Bei der ungeschlechtlichen Fortpflanzung findet keine Paarung statt und das Erbgut der Nachkommen ist identisch mit dem des Erzeugers. Bei der geschlechtlichen Fortpflanzung hingegen kommt es zur Paarung zweier Geschlechter und zu einer Kombination der Erbinformationen.
Vorsicht! Ungeschlechtliche und geschlechtliche Fortpflanzung schließen sich nicht aus! Es gibt viele Organismen die sich sowohl un- als auch geschlechtlich fortpflanzen können.
In dieser Tabelle siehst du die Merkmale der ungeschlechtlichen und geschlechtlichen Fortpflanzung gegenüber gestellt.

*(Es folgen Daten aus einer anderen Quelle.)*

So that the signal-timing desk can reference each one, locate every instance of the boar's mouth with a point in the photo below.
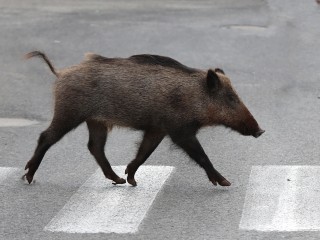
(249, 131)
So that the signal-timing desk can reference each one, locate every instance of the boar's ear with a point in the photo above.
(219, 70)
(213, 80)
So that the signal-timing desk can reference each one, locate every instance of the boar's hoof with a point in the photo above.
(28, 178)
(119, 181)
(214, 182)
(132, 182)
(224, 183)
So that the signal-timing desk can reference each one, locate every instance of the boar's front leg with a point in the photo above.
(150, 141)
(97, 141)
(192, 147)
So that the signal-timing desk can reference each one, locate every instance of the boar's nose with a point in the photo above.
(258, 133)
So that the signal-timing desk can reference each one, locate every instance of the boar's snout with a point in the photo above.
(258, 133)
(250, 127)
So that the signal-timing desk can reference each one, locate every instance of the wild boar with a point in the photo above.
(152, 93)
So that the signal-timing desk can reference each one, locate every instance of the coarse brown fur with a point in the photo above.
(152, 93)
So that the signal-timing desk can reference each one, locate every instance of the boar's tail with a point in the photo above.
(44, 57)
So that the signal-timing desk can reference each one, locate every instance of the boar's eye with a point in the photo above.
(232, 97)
(213, 81)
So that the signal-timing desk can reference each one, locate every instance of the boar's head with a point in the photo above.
(226, 107)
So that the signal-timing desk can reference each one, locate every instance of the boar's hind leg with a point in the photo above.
(193, 148)
(150, 141)
(57, 129)
(97, 141)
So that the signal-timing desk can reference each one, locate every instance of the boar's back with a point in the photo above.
(162, 61)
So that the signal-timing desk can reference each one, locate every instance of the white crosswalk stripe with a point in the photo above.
(98, 207)
(282, 198)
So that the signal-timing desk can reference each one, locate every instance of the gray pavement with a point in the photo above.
(269, 49)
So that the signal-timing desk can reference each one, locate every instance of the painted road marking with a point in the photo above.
(101, 208)
(6, 172)
(16, 122)
(282, 198)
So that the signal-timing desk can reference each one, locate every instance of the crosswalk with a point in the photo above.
(95, 208)
(278, 199)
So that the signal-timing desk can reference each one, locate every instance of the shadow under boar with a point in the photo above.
(155, 94)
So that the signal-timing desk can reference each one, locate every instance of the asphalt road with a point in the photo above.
(269, 49)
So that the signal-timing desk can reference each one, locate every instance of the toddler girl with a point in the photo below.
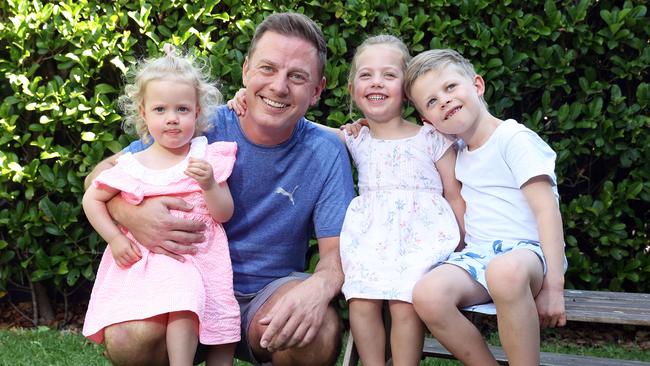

Merkmal | ungeschlechtliche Fortpflanzung | geschlechtliche Fortpflanzung |
Synonyme | asexuelle Fortpflanzung, vegetative Fortpflanzung, Monogonie, Agamogenie | sexuelle Fortpflanzung, zweigeschlechtliche Fortpflanzung |
Mechanismus | Zellteilung (Mitose) | Mitose und Meiose |
Paarung/Befruchtung | nein | ja |
Geschlechter | keins | zwei: männlich und weiblich |
Geschlechtszellen/organe | nein | ja |
Erbgut | Eltern und Nachkommen identisch -> Klon | Erbgut der Nachkommen von beiden Elternteilen vermischt |
Rekombination | nein | ja |
Bis heute hat sich keine der beiden Arten der Fortpflanzung durchsetzen können. Dies liegt daran, dass sowohl die ungeschlechtliche, als auch die geschlechtliche Fortpflanzung Vorteile hat.
Vor- und Nachteile der ungeschlechtlichen Fortpflanzung
In dieser Tabelle findest du die wichtigsten Vorteile und Nachteile der ungeschlechtlichen Fortpflanzung zusammengefasst.
Vorteile | Nachteile |
sehr schnelle Vermehrung | keine Rekombination kein Austausch an Erbinformation keine neue vorteilhafte Genkombinationen |
die Nachkommen sind untereinander identisch vorteilhafte Genkombinationen bleiben erhalten |
keine zeit- und ressourcenintensive Suche nach Sexualpartnern auch bei sehr geringer Individuenzahl möglich |
keine zeit- und ressourcenintensive Entwicklung und Aufzucht der Nachkommen | Anhäufung schädlicher Mutationen |
Wie du siehst ist die ungeschlechtliche Fortpflanzung nicht ohne Nachteile. Deswegen haben viele Tiere im Laufe der Evolution die geschlechtliche Fortpflanzung entwickelt. Es gibt auch Organismen, welche sich sowohl ungeschlechtlich als auch geschlechtlich fortpflanzen können.